After this discussion, they begin to make their own art with oil pastels and inspired by the figures in the painting, Marino says. “Often what happens is it’s this beautiful, magical, silent moment where people are rapt with what they’re doing and you can tell they’re really enjoying it,” said Marino.

The goal of the arts programming is to help participants perceive themselves as something other than criminal. “So many of these individuals, particularly if they’re brown or black, are coming up from a young age with these environmental messages that tell them they are worth less,” said Leonardo. “Often they are already describing themselves as criminal, using language that’s been imposed on them by law enforcement and the media at large. We’re trying to undo some of these messages, otherwise it becomes a self-fulfilling prophecy.”

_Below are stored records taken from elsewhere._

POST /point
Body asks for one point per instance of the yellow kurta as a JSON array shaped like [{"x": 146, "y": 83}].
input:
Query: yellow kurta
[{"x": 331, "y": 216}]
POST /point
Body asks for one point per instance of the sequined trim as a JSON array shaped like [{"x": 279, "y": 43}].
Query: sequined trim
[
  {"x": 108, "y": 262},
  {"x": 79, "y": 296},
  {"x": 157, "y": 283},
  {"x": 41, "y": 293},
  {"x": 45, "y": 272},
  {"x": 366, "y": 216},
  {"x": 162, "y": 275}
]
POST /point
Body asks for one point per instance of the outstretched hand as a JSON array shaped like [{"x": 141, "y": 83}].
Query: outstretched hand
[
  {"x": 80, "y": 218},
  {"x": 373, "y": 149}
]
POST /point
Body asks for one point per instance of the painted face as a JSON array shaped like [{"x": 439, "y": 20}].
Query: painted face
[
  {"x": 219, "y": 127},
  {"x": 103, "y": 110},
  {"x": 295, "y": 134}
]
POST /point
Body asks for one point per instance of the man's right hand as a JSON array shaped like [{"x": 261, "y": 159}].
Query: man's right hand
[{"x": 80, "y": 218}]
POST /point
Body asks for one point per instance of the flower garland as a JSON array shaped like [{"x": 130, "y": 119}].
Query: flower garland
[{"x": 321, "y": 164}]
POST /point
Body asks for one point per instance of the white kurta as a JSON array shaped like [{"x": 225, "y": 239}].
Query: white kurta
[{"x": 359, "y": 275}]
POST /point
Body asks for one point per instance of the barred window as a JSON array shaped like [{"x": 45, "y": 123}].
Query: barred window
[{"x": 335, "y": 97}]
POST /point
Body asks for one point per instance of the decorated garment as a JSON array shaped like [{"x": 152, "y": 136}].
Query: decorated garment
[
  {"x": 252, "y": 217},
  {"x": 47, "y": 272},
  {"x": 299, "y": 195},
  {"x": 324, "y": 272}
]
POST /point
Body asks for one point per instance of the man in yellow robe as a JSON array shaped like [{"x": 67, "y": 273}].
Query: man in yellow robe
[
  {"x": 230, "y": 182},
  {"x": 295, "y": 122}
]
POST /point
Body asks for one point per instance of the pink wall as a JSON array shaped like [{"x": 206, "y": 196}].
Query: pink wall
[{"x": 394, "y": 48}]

In 2012, 86,000 low-level misdemeanors and violations were prosecuted by the DA’s office, according to district attorney Vance. In 2018, the number was 45,000, due in large part to early diversion programs like Project Reset. “That’s 40,000 men and women, most of whom are going to be of color, who are not coming into the criminal justice system and being processed as cases have been processed for generations here,” Vance said.

According to a CCI evaluation of its earlier work with 16- and 17-year-olds, participants were significantly less likely to be convicted on a new arrest one year after completing, and they also spent more time without a new conviction.

“In my community, there are a lot of unnecessary arrests,” said Beckett, the graduate of the behavior modification course in the Bronx. “But I think the justice system is at least seeing that everybody doesn’t need a record. We don’t need to keep putting people on probation and throwing people into the juvie system. A lot of the ways people were raised, it’s hard to know who knows right from wrong. It’s about guidance and pointing them in the right direction. The system still needs to be improved, but there’s a step there and that counts.”